Tales of the Bus Driver: Embedding With the 999th


4a

“Ur-ges”

I fucking hate the Ur-Casinos, and all the loud, moronic games that leak out of their neon-lit corridors. Living in an Agrarian-occupied Heaven means that we all have to put up with them, since they are a staple of their shallow entertainment culture.

Here, we see a young girl enthralled with the latest mobile-targeted match-3, “Anthropology 2,” which is a matching game where you try to stack dead bodies into a mass grave in such a way as to make them disappear.

As someone from the 21st century, this game is damn near incomprehensible. Though the still image doesn’t betray it, it is one of the most numbingly complex video games I’ve ever seen, with elusive goals, constantly changing and expanding win conditions, and a stream of Pavlovian bonuses/achievements that keep people hooked.

According to some articles analyzing them, the Anthropology series of games are actually impossible to understand, and were built by disgruntled professerfs trying to make a statement about the labyrinthine nature of totalitarian bureaucracy. Whether they succeeded or not is up for debate (though making a statement like that to a mostly-illiterate population that burns books for warmth seems like a waste of effort to me). Like most Agrarian-made video games, this one uses the cameras of the device it’s running on to spot suspicious eye movements that would give away readers (and to upload sweet High Score selfies!!!)

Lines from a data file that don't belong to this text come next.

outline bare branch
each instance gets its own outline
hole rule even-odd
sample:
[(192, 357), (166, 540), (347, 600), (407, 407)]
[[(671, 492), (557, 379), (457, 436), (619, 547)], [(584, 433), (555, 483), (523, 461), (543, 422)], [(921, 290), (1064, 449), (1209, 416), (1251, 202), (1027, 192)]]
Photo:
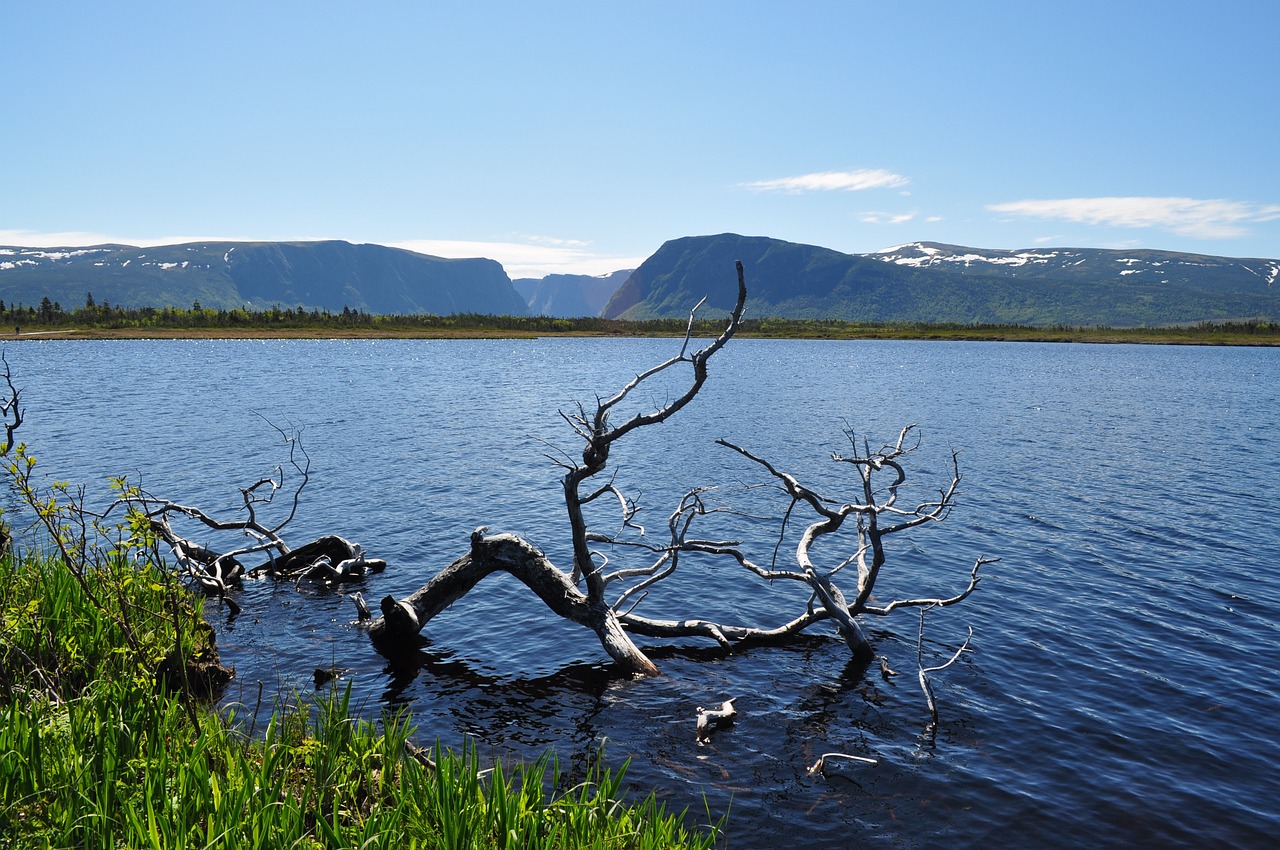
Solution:
[[(586, 487), (589, 479), (608, 467), (614, 443), (637, 428), (675, 415), (701, 390), (707, 380), (708, 359), (735, 334), (745, 309), (746, 287), (740, 263), (737, 272), (736, 306), (727, 326), (710, 344), (698, 351), (690, 351), (696, 315), (705, 303), (700, 301), (690, 311), (684, 339), (674, 357), (638, 372), (611, 396), (597, 395), (593, 410), (579, 403), (576, 409), (560, 412), (561, 418), (585, 444), (580, 461), (569, 452), (548, 455), (565, 469), (562, 486), (570, 520), (572, 570), (558, 569), (542, 552), (520, 537), (488, 535), (487, 530), (481, 527), (472, 534), (469, 554), (455, 560), (410, 597), (404, 600), (387, 597), (382, 601), (383, 616), (370, 626), (375, 641), (380, 645), (404, 641), (408, 636), (417, 634), (439, 611), (469, 592), (485, 576), (505, 571), (524, 582), (560, 616), (594, 630), (609, 655), (630, 673), (647, 674), (657, 669), (632, 641), (633, 636), (709, 639), (730, 651), (735, 645), (747, 641), (790, 640), (824, 621), (831, 621), (836, 626), (855, 658), (870, 664), (876, 656), (859, 624), (860, 615), (885, 615), (904, 607), (921, 610), (946, 607), (963, 601), (976, 589), (979, 570), (991, 559), (980, 558), (970, 573), (967, 587), (954, 596), (907, 598), (884, 606), (869, 604), (886, 561), (884, 538), (945, 519), (955, 506), (959, 492), (959, 463), (957, 454), (953, 452), (951, 480), (937, 497), (914, 506), (903, 504), (909, 492), (906, 460), (920, 446), (915, 425), (903, 427), (896, 439), (874, 452), (866, 437), (859, 440), (851, 430), (845, 430), (853, 453), (849, 456), (832, 454), (831, 460), (855, 470), (852, 499), (833, 498), (821, 493), (771, 460), (728, 440), (717, 440), (717, 444), (764, 469), (770, 483), (761, 486), (777, 487), (788, 499), (776, 542), (771, 541), (771, 560), (767, 567), (757, 563), (740, 540), (696, 535), (695, 523), (709, 514), (746, 516), (708, 505), (706, 493), (711, 488), (694, 488), (686, 492), (667, 517), (667, 533), (660, 535), (665, 539), (657, 540), (647, 536), (645, 528), (635, 521), (640, 506), (623, 492), (615, 477), (611, 476), (607, 483), (594, 489)], [(653, 386), (647, 382), (683, 363), (690, 364), (693, 375), (682, 393), (674, 398), (667, 396), (653, 409), (631, 415), (621, 424), (611, 421), (611, 417), (620, 415), (618, 411), (624, 402), (634, 402), (639, 394), (637, 391)], [(612, 533), (591, 529), (585, 509), (610, 500), (618, 504), (620, 525)], [(806, 524), (801, 530), (793, 531), (792, 523), (800, 522), (801, 515), (804, 515)], [(850, 518), (854, 521), (846, 525)], [(781, 552), (784, 544), (793, 539), (796, 541), (794, 562), (783, 566), (780, 561), (786, 559), (782, 558)], [(780, 579), (803, 582), (809, 591), (803, 610), (789, 619), (784, 613), (780, 617), (783, 622), (772, 626), (723, 623), (699, 616), (656, 619), (637, 614), (637, 608), (652, 595), (653, 588), (674, 575), (681, 567), (682, 558), (687, 560), (686, 556), (692, 554), (731, 559), (744, 570), (769, 582)], [(617, 557), (618, 567), (610, 569), (611, 557)], [(851, 581), (853, 570), (848, 568), (852, 565), (857, 568), (856, 587), (851, 587), (849, 595), (846, 595), (840, 583)], [(605, 598), (610, 587), (618, 589), (611, 603)], [(923, 664), (920, 667), (923, 681), (927, 684), (929, 671)], [(886, 662), (882, 662), (882, 675), (895, 675)], [(839, 754), (834, 756), (839, 757)]]
[(955, 596), (947, 599), (897, 599), (883, 607), (867, 605), (863, 607), (863, 611), (867, 614), (877, 614), (884, 616), (898, 608), (946, 608), (948, 605), (955, 605), (957, 602), (963, 602), (969, 598), (969, 594), (978, 587), (978, 582), (982, 580), (978, 575), (978, 570), (984, 564), (994, 564), (999, 558), (978, 558), (973, 564), (973, 569), (969, 571), (969, 584), (964, 590)]
[[(286, 434), (280, 426), (273, 424), (265, 417), (263, 418), (263, 421), (267, 422), (268, 425), (271, 425), (271, 427), (276, 430), (276, 433), (279, 434), (289, 445), (289, 465), (292, 466), (294, 471), (296, 471), (302, 478), (302, 480), (298, 482), (298, 486), (293, 488), (293, 499), (288, 515), (280, 520), (273, 529), (271, 529), (273, 533), (278, 533), (286, 525), (293, 522), (293, 518), (298, 514), (298, 505), (302, 501), (302, 491), (306, 489), (307, 483), (311, 480), (311, 455), (307, 454), (307, 450), (302, 445), (302, 435), (300, 432), (295, 431), (293, 434)], [(302, 455), (303, 462), (301, 464), (298, 462), (298, 455)], [(279, 469), (279, 467), (277, 467), (277, 469)], [(283, 471), (280, 472), (280, 486), (284, 486)]]
[[(698, 391), (702, 389), (702, 385), (706, 383), (707, 361), (711, 359), (712, 355), (714, 355), (717, 351), (723, 348), (725, 343), (727, 343), (730, 339), (733, 338), (734, 333), (736, 333), (738, 330), (738, 325), (742, 321), (742, 313), (743, 313), (743, 310), (746, 308), (746, 303), (747, 303), (747, 285), (743, 277), (742, 263), (737, 264), (737, 269), (738, 269), (738, 300), (737, 300), (737, 303), (734, 305), (732, 313), (729, 316), (729, 324), (725, 327), (723, 331), (720, 332), (720, 335), (716, 337), (705, 348), (699, 351), (695, 351), (693, 354), (690, 354), (690, 355), (685, 354), (685, 350), (688, 347), (689, 334), (691, 334), (693, 330), (693, 318), (694, 318), (693, 314), (697, 311), (698, 307), (702, 305), (703, 301), (706, 300), (704, 298), (703, 301), (698, 302), (698, 305), (695, 306), (693, 311), (690, 313), (689, 331), (686, 332), (685, 334), (685, 344), (681, 346), (680, 354), (677, 355), (676, 357), (671, 358), (665, 363), (661, 363), (657, 366), (654, 366), (652, 369), (649, 369), (647, 372), (643, 372), (640, 375), (637, 375), (634, 380), (632, 380), (625, 387), (623, 387), (615, 396), (613, 396), (613, 398), (600, 403), (600, 406), (597, 409), (596, 416), (595, 416), (597, 434), (603, 434), (609, 442), (613, 442), (625, 436), (630, 431), (635, 430), (636, 428), (640, 428), (644, 425), (652, 425), (658, 422), (665, 421), (666, 419), (670, 418), (673, 414), (678, 413), (681, 409), (685, 407), (685, 405), (687, 405), (690, 401), (693, 400), (694, 396), (698, 394)], [(605, 432), (604, 425), (605, 425), (605, 421), (608, 418), (609, 411), (615, 405), (621, 402), (624, 398), (626, 398), (627, 395), (630, 394), (632, 390), (638, 387), (645, 379), (650, 378), (658, 374), (659, 372), (663, 372), (668, 368), (676, 365), (677, 363), (685, 363), (685, 362), (690, 363), (693, 366), (694, 379), (693, 379), (693, 382), (689, 385), (689, 389), (685, 390), (683, 395), (681, 395), (675, 401), (670, 402), (665, 407), (654, 411), (653, 413), (637, 414), (633, 416), (631, 419), (624, 422), (622, 425), (619, 425), (617, 428), (614, 428), (611, 431)]]
[[(765, 460), (764, 458), (757, 457), (756, 455), (752, 454), (751, 452), (747, 451), (741, 446), (735, 445), (729, 442), (728, 440), (716, 440), (716, 445), (724, 446), (725, 448), (728, 448), (728, 449), (733, 449), (735, 452), (747, 458), (748, 460), (754, 461), (755, 463), (758, 463), (761, 466), (763, 466), (769, 472), (770, 475), (772, 475), (774, 478), (777, 478), (779, 481), (782, 482), (783, 487), (786, 488), (787, 493), (790, 494), (793, 500), (803, 501), (808, 503), (809, 507), (813, 508), (815, 513), (821, 516), (827, 517), (828, 519), (834, 519), (836, 517), (838, 512), (833, 511), (827, 507), (828, 500), (824, 499), (822, 496), (819, 496), (817, 493), (815, 493), (813, 490), (810, 490), (808, 487), (805, 487), (798, 480), (796, 480), (795, 476), (790, 475), (789, 473), (783, 472), (780, 469), (777, 469), (773, 464), (769, 463), (769, 461)], [(788, 515), (790, 515), (791, 513), (790, 508), (787, 509), (787, 513)]]
[(0, 351), (0, 363), (4, 364), (4, 382), (8, 388), (8, 394), (0, 399), (0, 418), (4, 419), (4, 445), (0, 445), (0, 456), (3, 456), (13, 448), (13, 435), (22, 426), (26, 411), (22, 408), (22, 390), (13, 384), (13, 373), (3, 351)]
[(818, 756), (818, 760), (814, 762), (812, 767), (809, 768), (809, 775), (817, 776), (818, 774), (821, 774), (823, 776), (826, 776), (827, 761), (830, 759), (844, 759), (845, 761), (852, 761), (858, 764), (868, 764), (872, 766), (880, 763), (875, 759), (868, 758), (866, 756), (851, 756), (848, 753), (823, 753), (822, 755)]
[(916, 667), (919, 669), (920, 690), (924, 691), (925, 702), (927, 702), (929, 705), (929, 716), (932, 718), (931, 728), (936, 729), (938, 726), (938, 701), (934, 697), (933, 685), (929, 682), (928, 674), (937, 673), (939, 671), (947, 669), (952, 664), (955, 664), (956, 661), (959, 660), (960, 656), (963, 655), (969, 649), (969, 641), (973, 640), (973, 629), (972, 628), (969, 629), (969, 636), (964, 639), (964, 643), (960, 644), (960, 648), (955, 651), (955, 654), (951, 656), (951, 659), (949, 661), (934, 667), (925, 667), (924, 666), (924, 615), (928, 610), (929, 610), (928, 608), (920, 609), (920, 635), (916, 639)]
[(715, 730), (728, 726), (733, 723), (733, 719), (738, 716), (738, 709), (734, 707), (737, 697), (727, 699), (720, 703), (719, 708), (703, 708), (698, 706), (698, 743), (705, 744), (711, 740), (711, 733)]
[[(575, 432), (586, 441), (586, 446), (582, 450), (582, 463), (575, 464), (569, 469), (563, 481), (565, 507), (569, 514), (569, 527), (573, 542), (572, 578), (575, 583), (579, 579), (585, 579), (587, 594), (596, 603), (603, 603), (606, 582), (603, 575), (595, 568), (590, 557), (588, 543), (592, 537), (588, 531), (586, 518), (583, 516), (585, 500), (580, 488), (588, 478), (605, 469), (609, 462), (610, 450), (615, 442), (637, 428), (665, 421), (682, 410), (702, 389), (707, 380), (707, 361), (733, 337), (742, 321), (742, 313), (746, 307), (747, 298), (742, 263), (737, 264), (737, 273), (737, 303), (730, 314), (728, 324), (715, 340), (699, 351), (692, 354), (687, 353), (689, 338), (693, 330), (693, 315), (697, 311), (695, 307), (694, 313), (690, 315), (685, 343), (681, 346), (678, 355), (641, 372), (612, 397), (604, 400), (597, 397), (594, 415), (588, 416), (586, 410), (579, 405), (577, 414), (565, 416), (570, 421), (570, 424), (574, 426)], [(638, 413), (621, 425), (610, 426), (609, 416), (618, 404), (646, 380), (665, 372), (679, 363), (689, 363), (693, 369), (693, 379), (682, 395), (657, 410), (649, 413)]]
[(631, 499), (627, 498), (627, 496), (622, 492), (622, 490), (618, 488), (618, 486), (614, 483), (614, 479), (616, 477), (617, 477), (617, 474), (615, 473), (614, 476), (609, 479), (608, 484), (605, 484), (599, 490), (596, 490), (594, 493), (591, 493), (590, 495), (585, 496), (582, 499), (582, 504), (587, 505), (587, 504), (590, 504), (591, 502), (594, 502), (596, 499), (600, 498), (603, 495), (606, 495), (606, 494), (612, 495), (614, 498), (618, 500), (618, 508), (622, 515), (622, 522), (618, 526), (618, 530), (613, 534), (613, 536), (610, 537), (610, 536), (593, 534), (591, 532), (588, 532), (587, 535), (588, 535), (588, 539), (590, 540), (596, 540), (601, 543), (607, 543), (612, 540), (616, 540), (618, 537), (622, 536), (622, 534), (628, 528), (638, 531), (641, 537), (643, 537), (645, 534), (644, 526), (640, 525), (637, 522), (633, 522), (633, 520), (636, 517), (636, 514), (640, 513), (639, 505), (637, 505)]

The Choir of Numerals now says that 83% of all Agrarian soldiers (and nearly 95% of all child soldiers) use these games to de-stress after combat, with casino addiction on the rise. I feel like this is a little different from the images of army dudes chilling in Iraq somewhere playing Call of Duty that were around when I was a kid.

Why?

Well, for one, I have yet to ever see a smile on the face of any Ur-Casino patron. Fist pumps of conquest? Sure. Frothing anger at a bad playthrough? Absolutely But joy? Never.

It’s unusual—and personally alarming—that most of the young soldiers I’ve seen here find more glee to be had shooting stray dogs than in experiencing a video game. What has become of the youth?